Energia depositada para que mais gente possa somar. Caso da artesã, figurinista e designer de moda Lariça Lopes e a sua “Tropicana” (@soutropicanaa). Embora tenha nascido há mais tempo, a loja está há um ano na Rua dos Tabajaras. Especializado em acessórios autorais e sustentáveis, o recanto é um espaço colaborativo que recebe outros artistas a partir de uma curadoria de marcas. 

Escolher estar no endereço é resultado de observações de Lariça. “Sempre foi um lugar que me encheu muito os olhos. E, com o apoio da Silvânia de Deus, assim que existiu uma oportunidade de espaço na rua, eu abracei”.

Ela descreve a Rua dos Tabajaras como um lugar de afetos e memórias. Uma vez o endereço conter, no próprio nome, uma alusão aos povos indígenas moradores do litoral, a identificação vem fácil: Lariça também se considera uma mulher afro-indígena. CEP e CPF em comunhão. “Habitar esse território é uma herança mesmo – ancestral, de pertencimento”.

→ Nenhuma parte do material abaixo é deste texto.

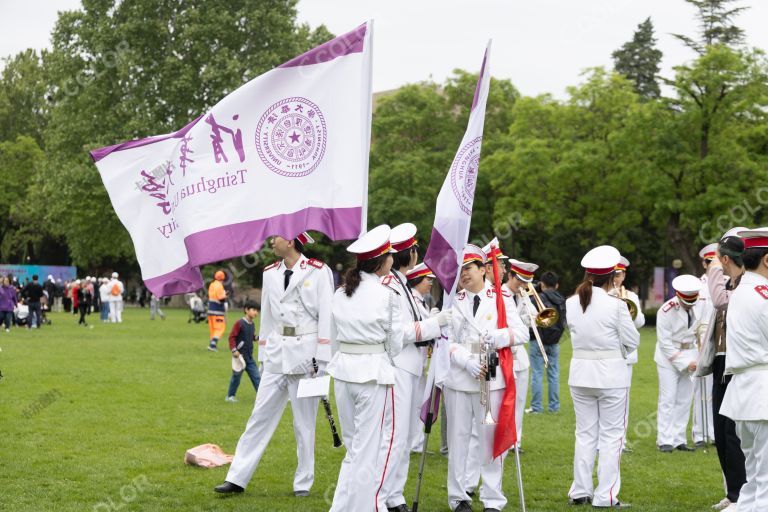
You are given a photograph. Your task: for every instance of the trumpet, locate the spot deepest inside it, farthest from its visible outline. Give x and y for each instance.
(545, 317)
(489, 359)
(631, 306)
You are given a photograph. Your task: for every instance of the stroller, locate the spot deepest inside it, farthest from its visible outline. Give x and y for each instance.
(197, 312)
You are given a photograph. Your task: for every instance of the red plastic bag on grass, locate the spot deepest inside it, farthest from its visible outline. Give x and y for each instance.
(207, 456)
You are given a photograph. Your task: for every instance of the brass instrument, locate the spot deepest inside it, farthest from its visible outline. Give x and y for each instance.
(489, 359)
(631, 306)
(546, 317)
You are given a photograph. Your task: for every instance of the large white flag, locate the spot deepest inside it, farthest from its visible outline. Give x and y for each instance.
(453, 215)
(284, 153)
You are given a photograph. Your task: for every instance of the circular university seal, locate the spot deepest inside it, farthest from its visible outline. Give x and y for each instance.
(291, 137)
(464, 174)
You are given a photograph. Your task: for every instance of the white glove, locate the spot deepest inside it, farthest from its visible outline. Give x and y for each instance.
(444, 317)
(474, 367)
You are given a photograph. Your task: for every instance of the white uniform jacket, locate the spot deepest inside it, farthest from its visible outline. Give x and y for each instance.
(370, 318)
(295, 322)
(639, 319)
(469, 330)
(747, 355)
(415, 326)
(601, 337)
(676, 346)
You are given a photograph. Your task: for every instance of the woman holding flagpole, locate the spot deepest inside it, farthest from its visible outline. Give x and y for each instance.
(367, 333)
(602, 333)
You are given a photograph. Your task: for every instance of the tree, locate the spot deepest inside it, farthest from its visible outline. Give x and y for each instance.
(715, 25)
(708, 147)
(416, 133)
(639, 59)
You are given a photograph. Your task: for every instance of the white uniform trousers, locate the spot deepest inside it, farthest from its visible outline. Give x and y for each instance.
(417, 426)
(463, 410)
(275, 390)
(754, 444)
(698, 428)
(115, 311)
(395, 445)
(675, 396)
(521, 395)
(361, 414)
(630, 367)
(599, 426)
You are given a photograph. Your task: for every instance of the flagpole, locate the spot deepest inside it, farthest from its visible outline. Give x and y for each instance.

“Os desafios são os desafios de qualquer empreendedor. Empreender é difícil. É você estar ali todo dia batalhando pra que tudo dê certo. Mas eu acredito que, quando você faz com o coração, os desafios fazem parte da história. É como a nossa rua que, com o passar do tempo, foi ficando mais colorida, mais linda, mais florida”.

Esta é a segunda matéria da série de reportagens Viva o Verão, que explora o potencial turístico, gastronômico e de lazer em Fortaleza.